Nelson Motta, publicado no jornal Estado de São Paulo

Se algum bilionário internacional quisesse fazer um ótimo investimento em esporte profissional e avaliasse diversos mercados, o Brasil seria o país ideal. Pela popularidade do futebol, pela qualidade dos jogadores e a paixão das torcidas, nem seria preciso gastar em propaganda. Com a economia bombando, não haveria mercado melhor, seria impossível não dar certo - a menos que se fizesse como as elites dirigentes que dominam o futebol brasileiro como famiglias mafiosas.

Hoje um time de futebol é um negócio, um grande negócio que não pode se confundir com um clube social recreativo, por total incompatibilidade de atividades, objetivos e recursos. Quem dá dinheiro ao time e valor à marca não são os sócios nem o clube, são os milhões de torcedores que pagam ingresso, compram camisa, boné e pay-per-view, movidos por paixão e fidelidade. Eles é que deveriam eleger o presidente do clube.

É o que farão os "sócios-torcedores" do Fluminense, aplicando uma jogada de sucesso do Barcelona, que tem quase 200 mil associados. Por uma módica mensalidade, eles ganham descontos em ingressos e lojas e acesso aos treinos. E votam! Um gol de placa democrático e empresarial do presidente Peter Siemsen, virando o jogo.

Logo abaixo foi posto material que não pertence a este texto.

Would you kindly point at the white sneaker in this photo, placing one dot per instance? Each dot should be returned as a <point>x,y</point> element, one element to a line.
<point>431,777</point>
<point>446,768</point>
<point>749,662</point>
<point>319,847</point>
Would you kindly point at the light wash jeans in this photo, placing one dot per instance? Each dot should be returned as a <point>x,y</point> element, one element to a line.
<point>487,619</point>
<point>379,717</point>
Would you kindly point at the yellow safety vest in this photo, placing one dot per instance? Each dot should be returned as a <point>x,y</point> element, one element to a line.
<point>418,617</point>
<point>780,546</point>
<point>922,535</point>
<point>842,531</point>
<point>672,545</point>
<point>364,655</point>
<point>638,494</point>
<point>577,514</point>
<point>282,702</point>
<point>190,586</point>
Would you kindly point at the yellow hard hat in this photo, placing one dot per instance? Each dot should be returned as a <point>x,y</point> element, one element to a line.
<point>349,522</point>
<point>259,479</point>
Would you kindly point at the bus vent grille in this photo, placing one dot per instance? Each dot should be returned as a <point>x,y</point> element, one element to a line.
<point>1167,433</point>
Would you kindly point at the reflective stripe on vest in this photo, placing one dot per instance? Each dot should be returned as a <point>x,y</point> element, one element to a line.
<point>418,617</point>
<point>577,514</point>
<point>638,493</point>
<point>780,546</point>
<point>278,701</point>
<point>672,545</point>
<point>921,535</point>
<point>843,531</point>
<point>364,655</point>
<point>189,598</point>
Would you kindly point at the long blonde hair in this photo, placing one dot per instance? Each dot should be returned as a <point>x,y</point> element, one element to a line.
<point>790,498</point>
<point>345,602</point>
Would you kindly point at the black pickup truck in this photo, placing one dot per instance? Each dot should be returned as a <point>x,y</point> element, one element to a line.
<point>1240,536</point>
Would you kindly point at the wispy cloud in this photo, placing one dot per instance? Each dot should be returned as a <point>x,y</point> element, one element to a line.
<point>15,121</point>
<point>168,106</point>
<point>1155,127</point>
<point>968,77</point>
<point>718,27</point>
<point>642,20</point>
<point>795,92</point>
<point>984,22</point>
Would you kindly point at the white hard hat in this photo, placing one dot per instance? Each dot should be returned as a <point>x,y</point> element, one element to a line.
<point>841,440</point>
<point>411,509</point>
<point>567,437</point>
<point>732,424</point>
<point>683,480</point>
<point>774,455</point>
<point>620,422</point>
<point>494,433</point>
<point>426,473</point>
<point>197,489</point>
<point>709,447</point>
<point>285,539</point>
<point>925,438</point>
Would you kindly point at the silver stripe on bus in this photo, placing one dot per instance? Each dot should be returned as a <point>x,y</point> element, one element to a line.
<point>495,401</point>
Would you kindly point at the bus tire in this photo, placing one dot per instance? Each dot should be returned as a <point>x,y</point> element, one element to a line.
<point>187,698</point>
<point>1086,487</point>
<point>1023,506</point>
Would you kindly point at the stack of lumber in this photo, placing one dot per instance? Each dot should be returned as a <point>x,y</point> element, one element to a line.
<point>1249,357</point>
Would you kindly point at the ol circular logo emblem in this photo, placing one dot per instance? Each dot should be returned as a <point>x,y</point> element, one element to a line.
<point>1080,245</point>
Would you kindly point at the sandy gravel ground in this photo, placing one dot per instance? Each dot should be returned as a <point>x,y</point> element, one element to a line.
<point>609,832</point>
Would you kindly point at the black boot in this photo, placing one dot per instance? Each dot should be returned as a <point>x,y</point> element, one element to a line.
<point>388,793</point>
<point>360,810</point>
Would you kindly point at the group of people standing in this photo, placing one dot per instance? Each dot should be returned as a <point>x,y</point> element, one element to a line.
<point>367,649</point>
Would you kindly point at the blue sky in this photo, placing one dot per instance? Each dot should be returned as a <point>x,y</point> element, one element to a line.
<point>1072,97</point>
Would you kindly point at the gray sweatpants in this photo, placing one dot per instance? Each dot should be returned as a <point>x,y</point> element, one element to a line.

Profundos conhecedores do mundo do futebol, os cronistas Juca Kfouri e Renato Maurício Prado e o técnico Carlos Alberto Parreira publicaram esta semana artigos cabeludos sobre o futebol brasileiro - sem falar em bola, juiz ou jogador. Só sobre negócios, administração e gestão, porque quase todos os clubes são deficitários ou estão quebrados e só sobrevivem às custas de patrocínios. No rico país do futebol.

Por que só no Brasil os times de futebol não podem, ou querem, ser empresas? Aqui os clubes sociais não pagam impostos nem podem ter lucros, só prejuízos, e os presidentes são eleitos por restritos conselhos deliberativos, que elegem os presidentes das federações, que elegem o da CBF, como nas quadrilhas.

Enquanto isso, em Brasília, o deputado Romário tenta viabilizar a CPI da CBF, driblando a "bancada da bola" da Câmara, que bem merece o nome, com duplo sentido.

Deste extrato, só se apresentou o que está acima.